Il Governo delle larghe intese ci ha abituato ai decreti omnibus, veri e propri zibaldoni dai contenuti più diversi. Lo ha fatto anche con il femminicidio che sta dentro un decreto “sicurezza” che contiene incomprensibilmente anche norme sulle proteste contro la Tav, sugli stadi, l’organizzazione delle Province, l’inasprimento delle pene per furti di rame. Un quadro ancora più indigeribile del solito. E questo perché quando si vuole legiferare sul corpo delle donne il simbolico gioca un ruolo primario: pensare di utilizzarlo, come si fa in questo decreto “sicurezza”, come specchietto per le allodole per far passare tutto il resto è molto grave. Per una ragione di forma e di sostanza: perché ci restituisce in maniera plastica l’idea di come la politica istituzionale in questi anni sia rimasta cieca e sorda davanti alla denuncia pubblica delle donne.
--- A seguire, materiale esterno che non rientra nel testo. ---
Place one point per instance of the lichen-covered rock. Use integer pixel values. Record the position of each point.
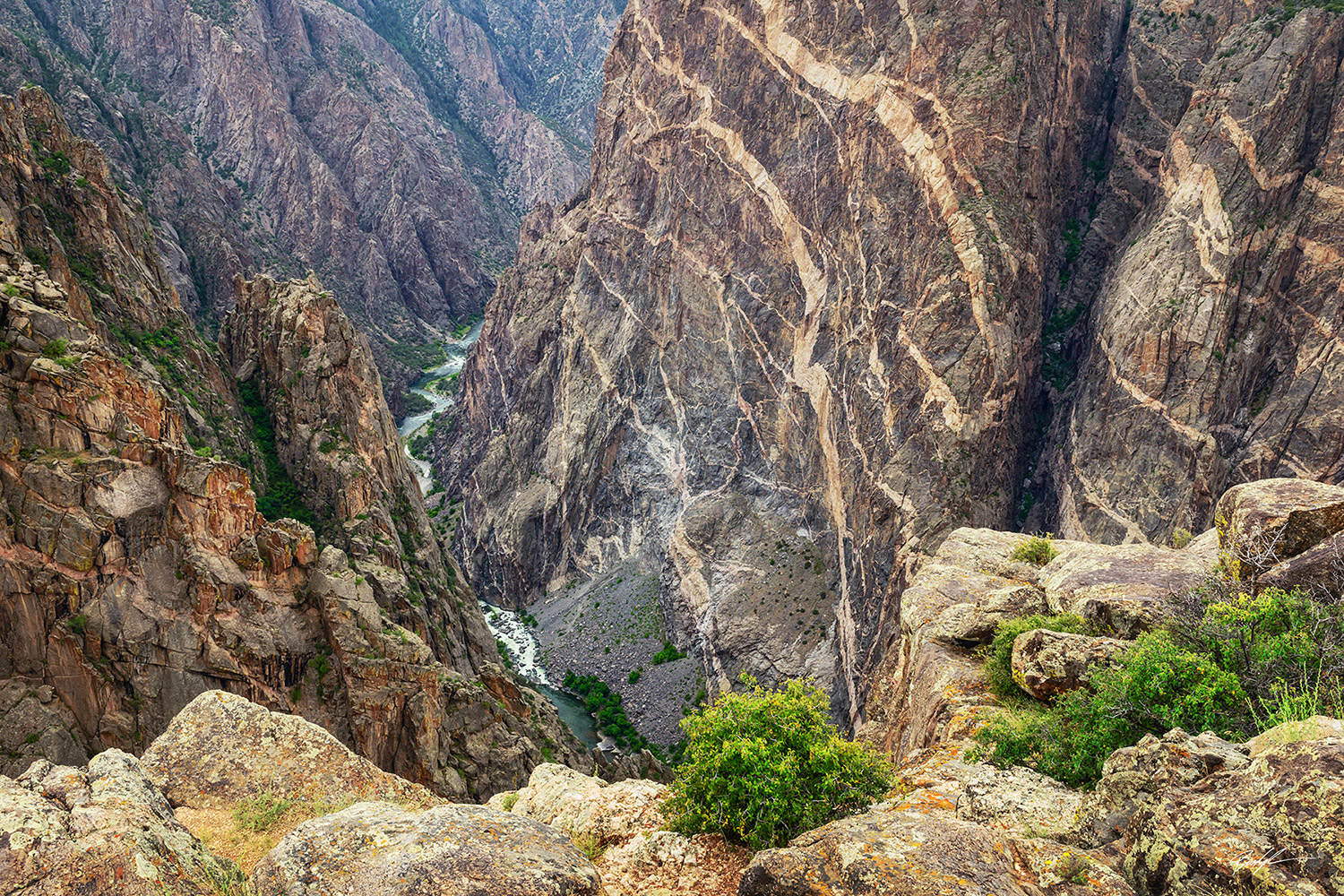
(929, 686)
(223, 748)
(918, 850)
(1319, 570)
(624, 820)
(102, 829)
(1314, 728)
(1271, 825)
(1047, 664)
(1016, 801)
(1120, 589)
(1142, 775)
(1271, 520)
(379, 849)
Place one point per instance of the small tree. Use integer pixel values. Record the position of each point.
(763, 766)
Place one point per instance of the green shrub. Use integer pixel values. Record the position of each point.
(997, 653)
(607, 710)
(417, 403)
(1155, 686)
(761, 767)
(1038, 549)
(667, 654)
(260, 813)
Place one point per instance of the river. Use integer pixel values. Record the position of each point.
(456, 352)
(521, 646)
(505, 625)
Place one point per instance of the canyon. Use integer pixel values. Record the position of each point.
(814, 311)
(389, 147)
(846, 280)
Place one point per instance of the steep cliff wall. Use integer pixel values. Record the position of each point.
(1211, 351)
(381, 144)
(136, 570)
(800, 309)
(846, 279)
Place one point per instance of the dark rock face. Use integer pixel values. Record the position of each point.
(800, 303)
(390, 147)
(1207, 359)
(806, 295)
(136, 571)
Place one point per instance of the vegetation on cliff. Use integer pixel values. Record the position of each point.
(1230, 661)
(763, 766)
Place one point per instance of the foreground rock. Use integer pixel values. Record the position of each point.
(379, 849)
(1047, 664)
(624, 823)
(223, 748)
(1273, 520)
(1271, 825)
(930, 689)
(917, 848)
(99, 829)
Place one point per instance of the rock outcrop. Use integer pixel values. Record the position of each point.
(1047, 664)
(222, 748)
(99, 829)
(929, 688)
(448, 849)
(917, 847)
(624, 823)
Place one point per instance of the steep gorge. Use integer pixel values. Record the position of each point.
(136, 570)
(849, 277)
(387, 145)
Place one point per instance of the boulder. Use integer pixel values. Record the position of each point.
(1047, 664)
(381, 849)
(624, 823)
(222, 748)
(1319, 568)
(1016, 801)
(1271, 826)
(99, 829)
(1271, 520)
(1142, 775)
(910, 850)
(1121, 589)
(1314, 728)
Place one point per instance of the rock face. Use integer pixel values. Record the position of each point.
(451, 849)
(134, 565)
(316, 379)
(1271, 823)
(1273, 520)
(97, 829)
(929, 686)
(1047, 664)
(918, 848)
(870, 252)
(1203, 276)
(624, 821)
(390, 147)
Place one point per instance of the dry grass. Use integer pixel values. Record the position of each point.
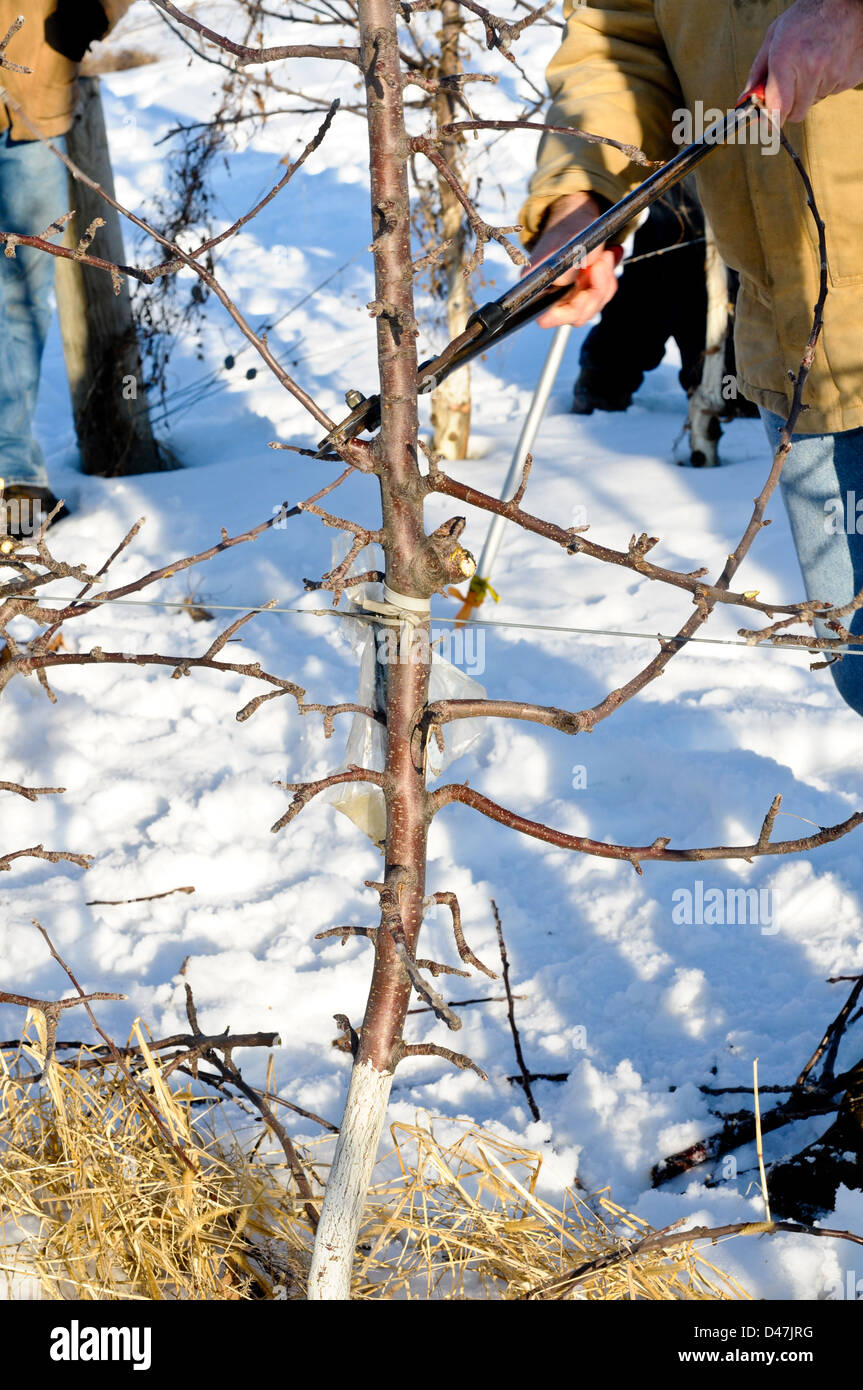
(100, 1201)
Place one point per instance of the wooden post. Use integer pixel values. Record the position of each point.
(99, 338)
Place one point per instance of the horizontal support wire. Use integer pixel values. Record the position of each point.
(847, 649)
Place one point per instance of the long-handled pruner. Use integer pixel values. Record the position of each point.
(537, 291)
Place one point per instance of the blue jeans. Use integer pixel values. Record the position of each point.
(822, 487)
(32, 193)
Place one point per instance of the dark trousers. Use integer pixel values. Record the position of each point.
(656, 299)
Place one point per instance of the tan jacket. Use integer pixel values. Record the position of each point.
(623, 70)
(49, 93)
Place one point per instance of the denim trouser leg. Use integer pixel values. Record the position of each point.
(822, 481)
(32, 193)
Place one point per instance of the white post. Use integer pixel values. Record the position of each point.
(348, 1184)
(525, 442)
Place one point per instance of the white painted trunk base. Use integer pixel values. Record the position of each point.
(348, 1184)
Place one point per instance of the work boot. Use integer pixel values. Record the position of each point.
(24, 509)
(592, 392)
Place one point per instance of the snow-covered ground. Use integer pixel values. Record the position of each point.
(166, 788)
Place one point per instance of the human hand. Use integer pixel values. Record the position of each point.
(810, 52)
(594, 281)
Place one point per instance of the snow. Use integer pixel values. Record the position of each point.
(166, 788)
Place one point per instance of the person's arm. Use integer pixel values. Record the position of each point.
(610, 77)
(810, 52)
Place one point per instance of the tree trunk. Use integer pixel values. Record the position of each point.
(96, 324)
(402, 491)
(450, 409)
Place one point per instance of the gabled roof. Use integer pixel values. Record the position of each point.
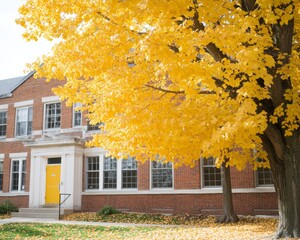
(7, 86)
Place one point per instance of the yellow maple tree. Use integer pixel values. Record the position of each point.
(183, 79)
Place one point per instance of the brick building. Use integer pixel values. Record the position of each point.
(42, 153)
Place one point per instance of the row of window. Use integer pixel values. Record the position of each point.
(52, 119)
(161, 174)
(18, 175)
(106, 177)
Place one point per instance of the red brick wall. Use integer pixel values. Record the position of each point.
(19, 201)
(184, 177)
(244, 203)
(187, 178)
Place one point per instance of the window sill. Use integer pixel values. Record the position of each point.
(13, 194)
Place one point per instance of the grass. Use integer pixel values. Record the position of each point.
(188, 228)
(61, 231)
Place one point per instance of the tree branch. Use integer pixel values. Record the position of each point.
(275, 137)
(248, 5)
(164, 90)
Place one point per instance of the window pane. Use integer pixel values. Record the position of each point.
(52, 115)
(110, 173)
(264, 177)
(76, 115)
(162, 175)
(3, 120)
(211, 174)
(1, 175)
(129, 173)
(92, 173)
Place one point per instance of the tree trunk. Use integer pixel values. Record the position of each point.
(286, 176)
(229, 214)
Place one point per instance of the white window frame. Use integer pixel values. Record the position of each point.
(257, 180)
(74, 115)
(129, 169)
(93, 153)
(16, 125)
(163, 188)
(2, 173)
(20, 172)
(87, 171)
(4, 110)
(45, 122)
(203, 177)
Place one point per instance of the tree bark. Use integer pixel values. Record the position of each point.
(286, 176)
(229, 214)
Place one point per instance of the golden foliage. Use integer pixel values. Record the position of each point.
(143, 67)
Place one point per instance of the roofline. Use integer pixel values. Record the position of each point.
(7, 95)
(30, 74)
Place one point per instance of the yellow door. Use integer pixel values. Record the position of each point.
(52, 184)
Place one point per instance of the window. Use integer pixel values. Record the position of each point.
(18, 175)
(92, 173)
(129, 173)
(162, 175)
(1, 175)
(52, 115)
(24, 121)
(3, 122)
(110, 173)
(264, 177)
(211, 174)
(77, 116)
(94, 127)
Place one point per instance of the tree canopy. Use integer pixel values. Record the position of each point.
(181, 79)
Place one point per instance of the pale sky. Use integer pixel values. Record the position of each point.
(15, 52)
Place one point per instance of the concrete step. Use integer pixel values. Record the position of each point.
(40, 212)
(35, 215)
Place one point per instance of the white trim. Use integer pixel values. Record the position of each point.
(173, 192)
(44, 117)
(3, 106)
(73, 115)
(50, 99)
(13, 194)
(90, 152)
(18, 155)
(202, 177)
(20, 160)
(161, 189)
(27, 121)
(23, 103)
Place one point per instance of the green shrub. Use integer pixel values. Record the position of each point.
(108, 210)
(7, 207)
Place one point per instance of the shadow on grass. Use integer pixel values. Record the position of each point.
(52, 231)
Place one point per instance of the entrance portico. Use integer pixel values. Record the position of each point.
(62, 157)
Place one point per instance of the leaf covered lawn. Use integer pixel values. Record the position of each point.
(243, 230)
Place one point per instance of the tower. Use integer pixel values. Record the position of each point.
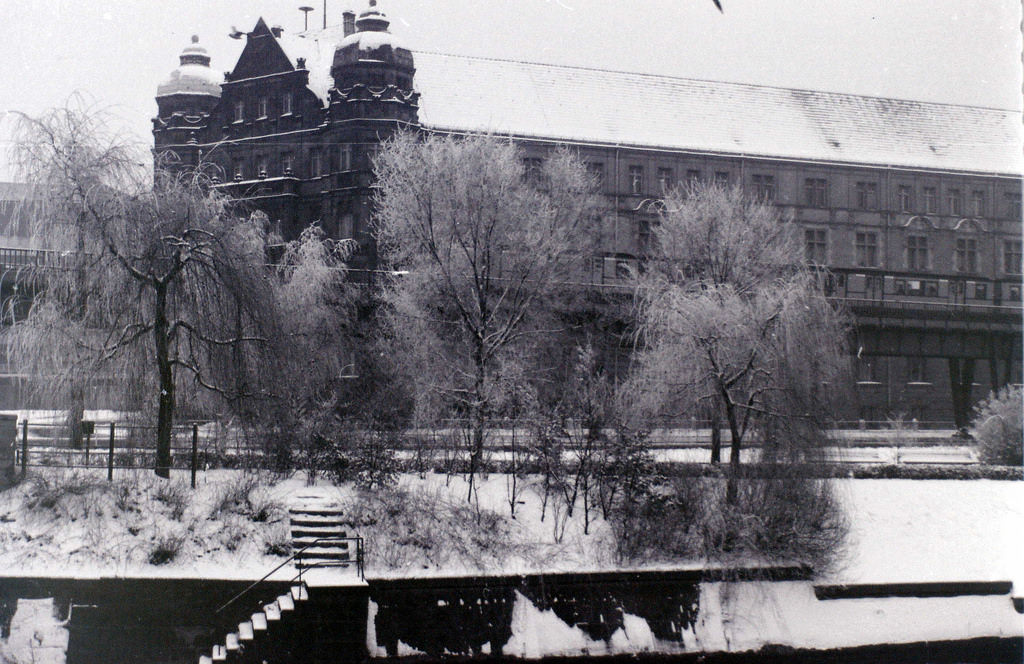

Colpevolmente. Perché, come hanno giustamente ribadito tutti i soggetti ascoltati nelle audizioni delle commissioni parlamentari, «nessuno poteva non sapere»: i fatti di questi anni dimostrano in maniera inequivocabile che la violenza contro le donne non si contrasta con un approccio securitario, ma attraverso la prevenzione, la formazione e il rafforzamento delle strutture già esistenti. E invece in questo decreto non c’è la scuola, non ci sono i servizi sociali, non c’è la rete dei centri antiviolenza (che è in grave difficoltà, come sto verificando nel tour #restiamovive) e e dei centri per gli uomini maltrattanti (com’è stato sperimentato a Torino e in altre città italiane). Piuttosto è un insieme di maggiori poteri alla polizia giudiziaria e di aggravanti processuali.

Su un punto in particolare, e mi riferisco alla “irrevocabilità della querela” spacciata per una rivoluzione positiva, non si tiene in nessun conto della volontà della donna che, invece, viene lasciata sola ad affrontare quello che è molto simile a un “inferno”. Perché gli uomini denunciati dalle donne sono compagni, mariti, padri. E quindi, se non si interviene sul sostegno economico, sull’assistenza e le si vincola, si crea un effetto contrario: farle decidere di non denunciare per la paura della finitezza di questo gesto. L’impossibilità di poter cambiare idea mette ancora più angoscia: la paura di “rovinare” le vite dei loro uomini.
Tutto ciò alla luce ha ancora più valore se si pensa che il 75% dei casi di femminicidio era stato preceduto da segnalazioni alle istituzioni. Cosa ha fatto lo Stato per queste donne? E come sarà accanto a loro se dovesse passare questo decreto “sicurezza”?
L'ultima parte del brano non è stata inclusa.